I also think little SAFE hardware devices like the ant miners will probably become common and ‘cool’. Something that also has a little battery in it in case of a reboot so you don’t lose your node age etc. Imagine if people hearing about BTC now were hearing about SAFE and learning that they could farm it themselves quite easily (more easily than buying BTC these days)? I’d say quite a lot of them would give it a go rather than open their wallets. Some would even rather invest $50 in a littler hardware device they can plug in and make pennies with (ant miners sell at crazy premiums on ebay even though all but the biggest run at a loss). For many buying in is not even an option, but they still want to participate.

Who knows, I agree with almost everything I’ve ever seen you write @mav (the bits that didn’t go over my head anyway :)), but my gut tells me you needn’t worry too much about farming centralisation, even in the relatively long term.

@mav what about a “google GET attack” where Google uses their bandwidth to download(GET) an absurd amount of data from the network(as much as possible, deleting the cache everytime) so that every farmer on the network is uploading almost to their max limit, causing their internet connection to be extremely slow(of course, this will probably only happen at early stages of adoption) so they disconnect from the network after let’s say 30 minutes so they can use their internet normally, while many others do the same, and the network’s redundancy mechanism can’t work as well as each farmer is uploading to their max capacity already, to get an additional copy of the file missing due to a farmer disconnecting from another farmer to another farmer, will take a while.

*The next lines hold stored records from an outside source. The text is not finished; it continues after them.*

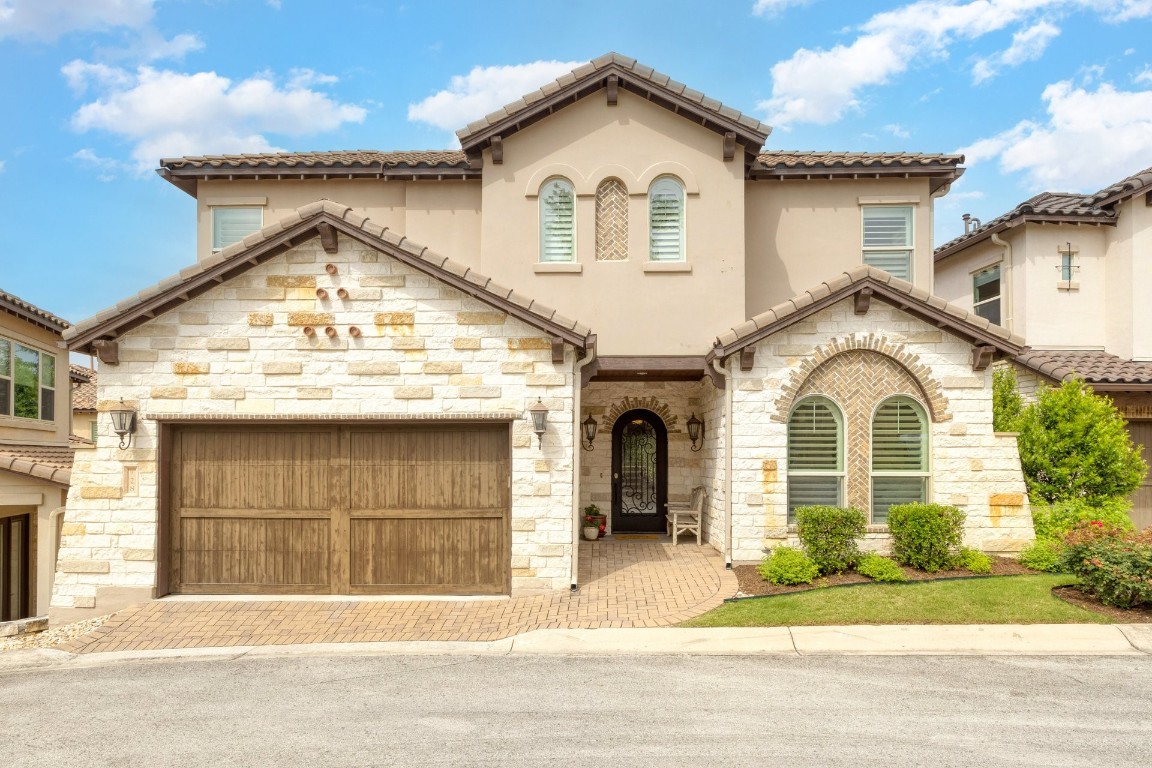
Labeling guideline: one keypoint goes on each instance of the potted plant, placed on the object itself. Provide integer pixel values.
(592, 517)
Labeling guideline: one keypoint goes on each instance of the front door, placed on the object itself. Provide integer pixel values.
(639, 472)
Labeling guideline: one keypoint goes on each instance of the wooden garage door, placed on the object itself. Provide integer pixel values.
(419, 509)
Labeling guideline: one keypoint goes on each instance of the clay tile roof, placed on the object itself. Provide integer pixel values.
(84, 395)
(280, 236)
(51, 463)
(1092, 366)
(31, 313)
(885, 287)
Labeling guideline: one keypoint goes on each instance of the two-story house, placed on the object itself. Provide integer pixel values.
(1066, 272)
(410, 371)
(35, 455)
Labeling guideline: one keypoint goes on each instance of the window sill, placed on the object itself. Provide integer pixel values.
(553, 267)
(668, 266)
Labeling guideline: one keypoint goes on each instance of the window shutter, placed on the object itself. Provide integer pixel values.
(558, 222)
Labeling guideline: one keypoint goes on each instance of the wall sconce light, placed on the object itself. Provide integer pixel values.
(539, 419)
(123, 424)
(589, 426)
(696, 432)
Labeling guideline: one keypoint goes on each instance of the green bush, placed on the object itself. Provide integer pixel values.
(880, 569)
(1113, 563)
(1041, 555)
(788, 565)
(1074, 445)
(925, 535)
(830, 534)
(974, 560)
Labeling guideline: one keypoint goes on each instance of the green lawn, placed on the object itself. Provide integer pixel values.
(998, 600)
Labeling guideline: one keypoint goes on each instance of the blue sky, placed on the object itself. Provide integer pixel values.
(1040, 94)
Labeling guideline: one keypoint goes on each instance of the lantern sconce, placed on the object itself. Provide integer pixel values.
(696, 432)
(123, 424)
(589, 426)
(539, 412)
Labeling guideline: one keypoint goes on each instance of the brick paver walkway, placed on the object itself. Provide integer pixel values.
(646, 583)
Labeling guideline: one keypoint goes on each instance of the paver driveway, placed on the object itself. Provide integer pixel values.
(648, 583)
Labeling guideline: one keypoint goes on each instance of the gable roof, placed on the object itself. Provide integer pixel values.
(630, 75)
(29, 312)
(884, 287)
(300, 227)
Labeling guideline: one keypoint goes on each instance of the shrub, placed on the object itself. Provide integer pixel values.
(788, 565)
(974, 560)
(925, 535)
(880, 569)
(1113, 563)
(1041, 555)
(830, 534)
(1074, 445)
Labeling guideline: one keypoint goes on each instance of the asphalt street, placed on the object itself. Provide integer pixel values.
(615, 711)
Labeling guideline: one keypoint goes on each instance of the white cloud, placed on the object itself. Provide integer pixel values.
(164, 113)
(1091, 138)
(774, 7)
(47, 20)
(483, 90)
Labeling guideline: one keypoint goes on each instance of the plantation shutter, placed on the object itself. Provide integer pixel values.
(233, 225)
(666, 221)
(815, 455)
(899, 456)
(558, 222)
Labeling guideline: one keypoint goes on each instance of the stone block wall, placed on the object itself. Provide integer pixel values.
(241, 350)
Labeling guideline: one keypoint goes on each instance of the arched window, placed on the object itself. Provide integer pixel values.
(666, 220)
(816, 455)
(611, 221)
(900, 455)
(558, 221)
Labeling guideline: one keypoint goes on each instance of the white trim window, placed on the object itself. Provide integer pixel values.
(28, 382)
(900, 455)
(666, 220)
(887, 237)
(816, 455)
(233, 223)
(986, 294)
(558, 221)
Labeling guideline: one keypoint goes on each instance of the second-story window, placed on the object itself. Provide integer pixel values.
(28, 381)
(666, 220)
(888, 240)
(986, 294)
(232, 225)
(558, 221)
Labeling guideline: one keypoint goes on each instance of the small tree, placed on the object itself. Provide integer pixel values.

So what end up happening is many farmers who are using their internet regularly will disconnect due to them unable to use the internet normally otherwise, and such an attack will make the redundancy of the network suffer too, so network may end up losing data. If they do it for long enough, lets say a month, many farmers will lose faith in this and safecoin value will drop and more people will start quitting etc etc.

Not sure what is already planned, or what constraints there is, but I would certainly say that a lever for % usage of machine resources should be a part of safe vault settings.

A simpler variant would be a “gaming mode” that users can toggle on off, so that the vault consumes less resources. As long as it doesn’t totally wreck your node age, it could be a good compromise at times.

With that in place, people would not disconnect, instead just lower resource contribution at the moment they need it.

The google get attack you draft (now not considering what else might render it unfeasible) would be less likely to succeed with the above.